Associate Credit Card Services

  Associate Credit Card Services  - Fees for not using the credit card and 3 other lesser known credit card related fees  - May 15, 2007  

Credit card companies associate various different fees with the credit card. These fees increase the cost of credit card ownership. A close scrutiny of the terms and conditions associated with the credit card will definitely make the credit card owner aware about them. But, if they find it too cumbersome to read all the document, they can simply ask their credit card agent about it and get the facts straight. This article takes a look at a few not-so-common credit card fees.

Fees for not using the credit card

Yes, strange it might sound, but some credit card companies charge you for not using that plastic. Being, inactive for a particular period the credit card doesn't earn them sufficient money, so to recover part of their loss and 'motivate' you to use the credit card regularly they slap a fees for not using the credit card. The details of this particular fees is buried deep in the fine prints and unless you ask specifically to the credit card agent, chances are good that you might never discover it until it shows on your credit card statement.

Overseas fees

Going abroad? Make sure to checkout overseas fee levied on your credit card. Again, written in fine prints this fees is particularly common with airline and travel reward credit cards. The owners of these credit cards frequently travel to destinations abroad so they are perfect candidates  to bring extra revenue to the credit card company. Sometimes it is also called foreign transaction fees.

Cash advance fees

Not a single credit card is issued in today's world without a cash advance fee in its terms and conditions. Credit card companies simply don't encourage to withdraw cash from ATM's using your credit card. So a cash advance fee and heavy cash advance APR's are slapped on the credit card owner. This fees is divided by the credit card company and the ATM owner company. But finally it is the credit card owner who has to shell out all the sum.

No-balance fee

If you are not able to maintain a particular level of balance in your credit card account, be prepared to shell out a no balance fee. Those with bad credit find this fee in their credit statement because in many cases their credit card is linked to a bank account and lack of sufficient balance in that account, coupled with poor credit history make credit card companies jittery and to counter the risk and 'encourage' credit card owner to keep their accounts in good standing they slap a no balance fees.

These fees increase the cost of credit card ownership. A close scrutiny of the terms and conditions associated with the credit card will definitely make the credit card owner aware about them. But, if they find it too cumbersome to read all the document, they can simply ask their credit card agent about it and get the facts straight.

  Associate Credit Card Services  - 3 must ask questions to maximize your 0% APR credit card return  - Apr 4, 2007  

As the competition between various credit card companies is increasing, they are adopting more attractive offers to acquire new customers. Though not new but 0% APR credit cards are also in the league of such offers. APR stands for Annual Percentage Rate - which in simple terms is the interest charge by companies on outstanding credit card balance. So a 0% APR means no interest is charged from the credit card holder.

0% APR credit cards come with many flavors:

0% APR for the life of credit card

0% APR for a limited period

0% APR offers for some services and a different APR rate for other services.

A credit card holder should face the fact that this kind of offer is only a marketing strategy and won't last for long. This is because that a credit card company is there to make money for their services and the APR is their leading money spinner. The 3 must ask questions listed below will surely help you get a perspective on your 0% APR credit card and make an informed decision.

1. How long will the 0% APR offer last?

If it is not for the entire life of credit card how long is the 0% APR offer going to last. Some credit card companies give this offer for 6 months, some 1 year and some for even more than that. If other things are the same the one with the longest 0% APR offer should interest you.

2. What APR will be charged after the introductory period expires?
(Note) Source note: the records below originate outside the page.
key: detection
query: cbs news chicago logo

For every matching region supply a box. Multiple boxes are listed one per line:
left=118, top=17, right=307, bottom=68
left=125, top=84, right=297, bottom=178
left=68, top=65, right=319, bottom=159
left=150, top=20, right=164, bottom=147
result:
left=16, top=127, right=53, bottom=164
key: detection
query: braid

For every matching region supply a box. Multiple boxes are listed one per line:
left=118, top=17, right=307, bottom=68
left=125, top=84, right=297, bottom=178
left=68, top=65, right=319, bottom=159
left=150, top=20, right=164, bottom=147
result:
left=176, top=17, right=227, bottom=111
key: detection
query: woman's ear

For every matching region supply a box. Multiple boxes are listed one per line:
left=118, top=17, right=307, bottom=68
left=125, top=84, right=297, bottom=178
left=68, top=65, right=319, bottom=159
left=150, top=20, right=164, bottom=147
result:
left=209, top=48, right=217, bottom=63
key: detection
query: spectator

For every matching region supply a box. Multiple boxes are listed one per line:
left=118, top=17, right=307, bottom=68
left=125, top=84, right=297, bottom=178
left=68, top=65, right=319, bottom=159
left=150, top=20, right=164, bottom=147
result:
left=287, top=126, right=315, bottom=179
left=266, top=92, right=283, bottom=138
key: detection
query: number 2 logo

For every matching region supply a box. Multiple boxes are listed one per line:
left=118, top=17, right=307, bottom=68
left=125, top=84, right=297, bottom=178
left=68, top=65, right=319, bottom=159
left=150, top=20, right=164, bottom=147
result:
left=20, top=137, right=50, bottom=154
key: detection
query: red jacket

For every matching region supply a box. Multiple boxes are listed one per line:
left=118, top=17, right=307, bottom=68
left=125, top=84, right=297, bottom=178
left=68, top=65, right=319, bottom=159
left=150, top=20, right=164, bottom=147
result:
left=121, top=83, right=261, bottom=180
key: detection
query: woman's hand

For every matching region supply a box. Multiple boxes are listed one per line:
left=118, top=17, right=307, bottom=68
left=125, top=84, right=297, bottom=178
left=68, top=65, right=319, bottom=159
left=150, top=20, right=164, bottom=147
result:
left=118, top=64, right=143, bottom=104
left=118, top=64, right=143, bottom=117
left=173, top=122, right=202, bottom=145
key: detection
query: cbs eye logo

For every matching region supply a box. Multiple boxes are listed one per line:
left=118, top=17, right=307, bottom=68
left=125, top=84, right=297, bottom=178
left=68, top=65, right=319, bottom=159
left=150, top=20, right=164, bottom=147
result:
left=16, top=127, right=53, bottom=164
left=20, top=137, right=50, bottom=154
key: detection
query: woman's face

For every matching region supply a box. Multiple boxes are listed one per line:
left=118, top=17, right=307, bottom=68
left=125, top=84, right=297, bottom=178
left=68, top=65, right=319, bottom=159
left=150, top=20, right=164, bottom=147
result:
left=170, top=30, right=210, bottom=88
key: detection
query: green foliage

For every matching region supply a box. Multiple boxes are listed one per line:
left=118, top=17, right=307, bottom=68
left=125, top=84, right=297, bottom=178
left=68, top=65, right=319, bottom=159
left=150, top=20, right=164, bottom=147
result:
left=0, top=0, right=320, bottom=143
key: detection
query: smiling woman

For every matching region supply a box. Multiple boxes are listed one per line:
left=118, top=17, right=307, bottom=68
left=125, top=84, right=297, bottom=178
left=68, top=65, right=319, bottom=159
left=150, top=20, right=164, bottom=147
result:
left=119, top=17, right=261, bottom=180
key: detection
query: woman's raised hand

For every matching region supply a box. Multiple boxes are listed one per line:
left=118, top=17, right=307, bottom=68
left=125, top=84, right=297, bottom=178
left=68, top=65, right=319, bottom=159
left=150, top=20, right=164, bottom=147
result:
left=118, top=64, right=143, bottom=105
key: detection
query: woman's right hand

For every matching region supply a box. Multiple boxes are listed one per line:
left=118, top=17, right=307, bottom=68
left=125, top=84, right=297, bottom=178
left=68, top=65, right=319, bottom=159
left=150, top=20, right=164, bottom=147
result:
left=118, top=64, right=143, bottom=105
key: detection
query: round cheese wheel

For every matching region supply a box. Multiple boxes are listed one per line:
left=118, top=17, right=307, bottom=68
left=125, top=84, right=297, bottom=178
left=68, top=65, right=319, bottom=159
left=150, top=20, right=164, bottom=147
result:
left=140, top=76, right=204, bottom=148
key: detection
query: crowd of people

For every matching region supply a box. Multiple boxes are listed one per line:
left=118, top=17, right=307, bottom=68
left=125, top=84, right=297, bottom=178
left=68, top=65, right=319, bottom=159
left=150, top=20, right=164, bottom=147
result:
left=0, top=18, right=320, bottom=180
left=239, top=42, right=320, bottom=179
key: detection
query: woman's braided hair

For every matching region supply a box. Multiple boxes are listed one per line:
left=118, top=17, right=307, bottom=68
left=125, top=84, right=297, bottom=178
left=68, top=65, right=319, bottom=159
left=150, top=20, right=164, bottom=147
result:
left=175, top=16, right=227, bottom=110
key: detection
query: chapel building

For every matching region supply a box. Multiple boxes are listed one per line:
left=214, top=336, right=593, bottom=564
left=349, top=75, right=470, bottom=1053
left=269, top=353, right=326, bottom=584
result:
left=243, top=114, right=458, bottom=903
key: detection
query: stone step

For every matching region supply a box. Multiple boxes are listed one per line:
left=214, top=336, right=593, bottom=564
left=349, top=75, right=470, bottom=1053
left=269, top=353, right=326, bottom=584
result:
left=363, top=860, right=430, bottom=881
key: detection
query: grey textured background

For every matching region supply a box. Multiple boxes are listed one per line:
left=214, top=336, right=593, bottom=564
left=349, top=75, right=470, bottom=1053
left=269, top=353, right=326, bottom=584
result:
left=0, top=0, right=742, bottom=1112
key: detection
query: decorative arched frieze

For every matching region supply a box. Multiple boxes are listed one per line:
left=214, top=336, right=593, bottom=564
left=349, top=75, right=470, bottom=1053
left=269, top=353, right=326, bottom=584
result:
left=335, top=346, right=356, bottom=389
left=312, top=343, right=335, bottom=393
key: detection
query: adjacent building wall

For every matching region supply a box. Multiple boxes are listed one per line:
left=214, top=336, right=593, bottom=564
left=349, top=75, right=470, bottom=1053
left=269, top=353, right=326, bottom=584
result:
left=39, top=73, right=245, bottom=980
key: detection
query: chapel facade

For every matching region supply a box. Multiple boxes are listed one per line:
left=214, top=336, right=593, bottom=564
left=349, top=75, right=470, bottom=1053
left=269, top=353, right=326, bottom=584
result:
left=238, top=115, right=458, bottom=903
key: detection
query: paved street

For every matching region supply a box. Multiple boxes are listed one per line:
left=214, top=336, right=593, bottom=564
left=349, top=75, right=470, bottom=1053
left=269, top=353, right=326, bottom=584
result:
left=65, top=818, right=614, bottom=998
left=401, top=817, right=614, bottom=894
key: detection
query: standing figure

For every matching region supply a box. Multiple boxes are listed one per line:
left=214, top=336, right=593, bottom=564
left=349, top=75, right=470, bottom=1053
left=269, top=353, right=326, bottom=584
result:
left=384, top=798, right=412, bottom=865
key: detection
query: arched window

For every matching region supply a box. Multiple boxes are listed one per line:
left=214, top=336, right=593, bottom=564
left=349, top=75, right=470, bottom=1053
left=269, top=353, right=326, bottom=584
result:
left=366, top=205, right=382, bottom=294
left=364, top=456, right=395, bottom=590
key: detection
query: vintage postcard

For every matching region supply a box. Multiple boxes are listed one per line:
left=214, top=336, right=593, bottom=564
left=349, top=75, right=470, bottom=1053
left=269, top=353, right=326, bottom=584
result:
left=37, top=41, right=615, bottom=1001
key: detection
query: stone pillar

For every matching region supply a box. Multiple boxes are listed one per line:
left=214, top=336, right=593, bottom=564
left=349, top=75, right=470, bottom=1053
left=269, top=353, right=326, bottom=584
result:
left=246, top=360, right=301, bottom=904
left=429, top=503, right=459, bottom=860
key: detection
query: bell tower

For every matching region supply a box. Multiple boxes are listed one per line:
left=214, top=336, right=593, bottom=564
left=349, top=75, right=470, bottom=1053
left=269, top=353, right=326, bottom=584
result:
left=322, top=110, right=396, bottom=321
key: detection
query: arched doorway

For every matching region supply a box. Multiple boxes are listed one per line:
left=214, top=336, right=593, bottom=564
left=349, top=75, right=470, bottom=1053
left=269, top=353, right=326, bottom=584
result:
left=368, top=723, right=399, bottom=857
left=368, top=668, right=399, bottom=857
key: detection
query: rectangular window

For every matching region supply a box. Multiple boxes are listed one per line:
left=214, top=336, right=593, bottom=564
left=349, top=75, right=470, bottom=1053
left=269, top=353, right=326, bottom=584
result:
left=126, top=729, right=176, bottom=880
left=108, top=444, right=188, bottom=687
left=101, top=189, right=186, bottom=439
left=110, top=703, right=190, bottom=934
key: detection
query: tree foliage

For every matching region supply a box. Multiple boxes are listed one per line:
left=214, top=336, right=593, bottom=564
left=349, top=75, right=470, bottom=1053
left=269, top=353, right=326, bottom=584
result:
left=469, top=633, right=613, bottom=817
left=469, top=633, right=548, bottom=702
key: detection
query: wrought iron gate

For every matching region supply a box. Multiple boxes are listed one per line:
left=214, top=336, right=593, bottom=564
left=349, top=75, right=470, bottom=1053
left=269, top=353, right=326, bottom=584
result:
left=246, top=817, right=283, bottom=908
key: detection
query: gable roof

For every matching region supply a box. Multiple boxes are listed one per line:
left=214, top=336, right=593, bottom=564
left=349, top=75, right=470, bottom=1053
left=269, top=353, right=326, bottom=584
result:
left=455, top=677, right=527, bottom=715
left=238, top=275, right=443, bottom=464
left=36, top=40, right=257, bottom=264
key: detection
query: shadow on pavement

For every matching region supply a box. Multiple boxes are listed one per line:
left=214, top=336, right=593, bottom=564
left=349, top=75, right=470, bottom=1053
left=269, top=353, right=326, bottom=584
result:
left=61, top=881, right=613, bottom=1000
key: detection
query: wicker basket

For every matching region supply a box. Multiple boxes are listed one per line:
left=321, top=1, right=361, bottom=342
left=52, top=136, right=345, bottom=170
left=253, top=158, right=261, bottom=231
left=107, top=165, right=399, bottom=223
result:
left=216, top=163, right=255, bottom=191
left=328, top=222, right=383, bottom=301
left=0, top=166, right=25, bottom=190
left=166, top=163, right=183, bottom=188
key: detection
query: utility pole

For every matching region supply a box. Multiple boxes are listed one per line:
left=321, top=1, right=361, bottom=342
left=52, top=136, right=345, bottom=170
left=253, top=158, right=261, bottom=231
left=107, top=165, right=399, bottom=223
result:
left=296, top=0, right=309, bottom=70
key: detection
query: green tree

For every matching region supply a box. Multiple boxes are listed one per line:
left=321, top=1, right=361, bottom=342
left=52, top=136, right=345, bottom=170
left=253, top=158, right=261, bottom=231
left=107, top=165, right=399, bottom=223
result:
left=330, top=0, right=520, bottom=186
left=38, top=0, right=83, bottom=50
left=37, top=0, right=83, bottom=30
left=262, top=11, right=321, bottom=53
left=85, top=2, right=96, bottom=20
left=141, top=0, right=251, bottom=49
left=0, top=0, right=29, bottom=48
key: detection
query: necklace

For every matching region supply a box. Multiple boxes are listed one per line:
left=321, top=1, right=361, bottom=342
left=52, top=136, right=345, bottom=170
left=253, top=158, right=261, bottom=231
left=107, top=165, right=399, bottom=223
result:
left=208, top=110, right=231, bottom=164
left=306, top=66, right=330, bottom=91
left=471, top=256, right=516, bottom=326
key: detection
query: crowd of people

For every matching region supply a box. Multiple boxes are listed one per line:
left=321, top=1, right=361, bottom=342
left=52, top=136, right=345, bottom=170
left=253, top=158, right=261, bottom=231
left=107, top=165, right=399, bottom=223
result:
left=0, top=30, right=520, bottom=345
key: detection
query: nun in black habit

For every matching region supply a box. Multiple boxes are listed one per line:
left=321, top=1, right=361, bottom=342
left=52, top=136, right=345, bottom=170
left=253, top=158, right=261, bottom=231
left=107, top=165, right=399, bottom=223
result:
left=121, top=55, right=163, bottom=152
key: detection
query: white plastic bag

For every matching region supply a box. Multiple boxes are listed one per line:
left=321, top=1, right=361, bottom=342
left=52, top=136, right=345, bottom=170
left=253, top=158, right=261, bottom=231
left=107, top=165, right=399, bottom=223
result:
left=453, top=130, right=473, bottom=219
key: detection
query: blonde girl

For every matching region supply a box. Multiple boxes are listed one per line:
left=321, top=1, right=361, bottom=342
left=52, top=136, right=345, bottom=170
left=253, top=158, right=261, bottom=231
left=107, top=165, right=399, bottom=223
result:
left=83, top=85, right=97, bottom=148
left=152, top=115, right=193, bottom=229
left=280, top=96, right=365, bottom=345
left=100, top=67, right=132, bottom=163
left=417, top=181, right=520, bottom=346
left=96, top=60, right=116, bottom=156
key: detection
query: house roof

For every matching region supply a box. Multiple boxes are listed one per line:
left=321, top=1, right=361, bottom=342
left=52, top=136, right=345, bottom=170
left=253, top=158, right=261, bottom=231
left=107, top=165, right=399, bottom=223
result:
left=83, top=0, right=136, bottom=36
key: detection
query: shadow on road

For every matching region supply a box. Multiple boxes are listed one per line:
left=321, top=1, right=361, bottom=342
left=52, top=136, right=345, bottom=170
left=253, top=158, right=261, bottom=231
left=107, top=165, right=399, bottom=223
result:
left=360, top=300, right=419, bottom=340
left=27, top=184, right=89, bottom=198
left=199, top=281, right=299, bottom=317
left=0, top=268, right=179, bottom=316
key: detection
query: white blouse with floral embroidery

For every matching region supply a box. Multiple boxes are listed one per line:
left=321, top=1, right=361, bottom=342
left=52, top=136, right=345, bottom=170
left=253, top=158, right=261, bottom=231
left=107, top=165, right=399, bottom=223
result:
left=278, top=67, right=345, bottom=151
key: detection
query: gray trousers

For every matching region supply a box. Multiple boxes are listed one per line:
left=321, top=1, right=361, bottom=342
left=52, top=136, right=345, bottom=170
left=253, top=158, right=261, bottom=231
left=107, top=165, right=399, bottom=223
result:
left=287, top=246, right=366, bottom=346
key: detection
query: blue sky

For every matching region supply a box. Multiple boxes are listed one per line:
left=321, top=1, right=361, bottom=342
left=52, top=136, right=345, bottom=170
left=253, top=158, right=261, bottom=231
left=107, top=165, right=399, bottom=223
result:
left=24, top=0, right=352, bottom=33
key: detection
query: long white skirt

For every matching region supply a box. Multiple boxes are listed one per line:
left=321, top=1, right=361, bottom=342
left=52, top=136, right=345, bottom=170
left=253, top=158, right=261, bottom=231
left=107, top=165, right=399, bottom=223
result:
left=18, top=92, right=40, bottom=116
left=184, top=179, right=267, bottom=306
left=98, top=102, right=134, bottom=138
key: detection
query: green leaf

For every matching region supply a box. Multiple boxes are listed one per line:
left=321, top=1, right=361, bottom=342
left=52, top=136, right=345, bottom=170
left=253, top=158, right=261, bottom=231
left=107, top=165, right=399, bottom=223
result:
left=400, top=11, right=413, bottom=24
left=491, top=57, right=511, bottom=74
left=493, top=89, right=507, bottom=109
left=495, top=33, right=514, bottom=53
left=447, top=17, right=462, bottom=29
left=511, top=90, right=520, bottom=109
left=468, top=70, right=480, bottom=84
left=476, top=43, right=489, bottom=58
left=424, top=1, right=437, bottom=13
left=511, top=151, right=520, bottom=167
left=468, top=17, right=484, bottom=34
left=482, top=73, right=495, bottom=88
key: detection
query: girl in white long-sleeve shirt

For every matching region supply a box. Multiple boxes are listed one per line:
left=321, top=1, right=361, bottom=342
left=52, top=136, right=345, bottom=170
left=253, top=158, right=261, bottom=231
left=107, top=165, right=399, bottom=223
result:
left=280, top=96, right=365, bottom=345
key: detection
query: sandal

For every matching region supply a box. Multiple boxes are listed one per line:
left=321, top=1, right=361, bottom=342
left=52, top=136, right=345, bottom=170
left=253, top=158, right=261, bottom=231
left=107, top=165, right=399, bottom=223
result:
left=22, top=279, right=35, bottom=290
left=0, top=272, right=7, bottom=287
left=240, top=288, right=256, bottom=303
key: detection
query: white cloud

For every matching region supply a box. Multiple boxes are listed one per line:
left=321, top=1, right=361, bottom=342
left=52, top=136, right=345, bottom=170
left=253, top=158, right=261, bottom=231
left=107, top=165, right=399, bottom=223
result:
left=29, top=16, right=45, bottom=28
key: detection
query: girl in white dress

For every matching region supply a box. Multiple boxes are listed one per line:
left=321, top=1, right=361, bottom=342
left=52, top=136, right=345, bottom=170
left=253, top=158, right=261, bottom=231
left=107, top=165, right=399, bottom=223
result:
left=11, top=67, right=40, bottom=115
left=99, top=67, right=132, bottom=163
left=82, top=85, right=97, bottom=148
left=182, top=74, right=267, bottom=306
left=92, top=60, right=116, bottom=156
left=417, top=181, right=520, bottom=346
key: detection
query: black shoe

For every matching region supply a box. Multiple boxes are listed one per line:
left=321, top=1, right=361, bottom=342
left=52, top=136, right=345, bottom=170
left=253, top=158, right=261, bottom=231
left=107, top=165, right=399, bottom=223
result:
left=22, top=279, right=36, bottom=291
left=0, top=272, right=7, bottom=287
What will the credit card companies charge you when the 0% APR offer expires should be your main concern. Because the credit card company has already losing revenue by giving you a 0% APR credit card offer it could try to compensate with a higher APR after the intro period expires. Compare this APR with the APR's of other credit cards which offer similar services. You shouldn't get ripped because you fell into a 0% APR credit card trap. This feels bad afterwards.

3. What are other fees and benefits of the credit card?

0% APR coupled with a high annual fees and other charges could wipe out the savings you intend by taking a 0% APR credit card. Also ensure the APR on cash advances, purchases, and balance transfer. If a 0% APR credit card offer tries to compensate for the loss in revenue by charging exorbitant APRs on other services its better to avoid it. Knowing about the different features and benefits is also helpful.

The idea is not to get ripped off by the credit card companies and get maximum benefits on the 0% APR credit card. The credit card companies sugar coat their offers to lure new customers but, it is in the interest of credit card holder to ask right questions and get complete facts before applying for any 0% APR credit card.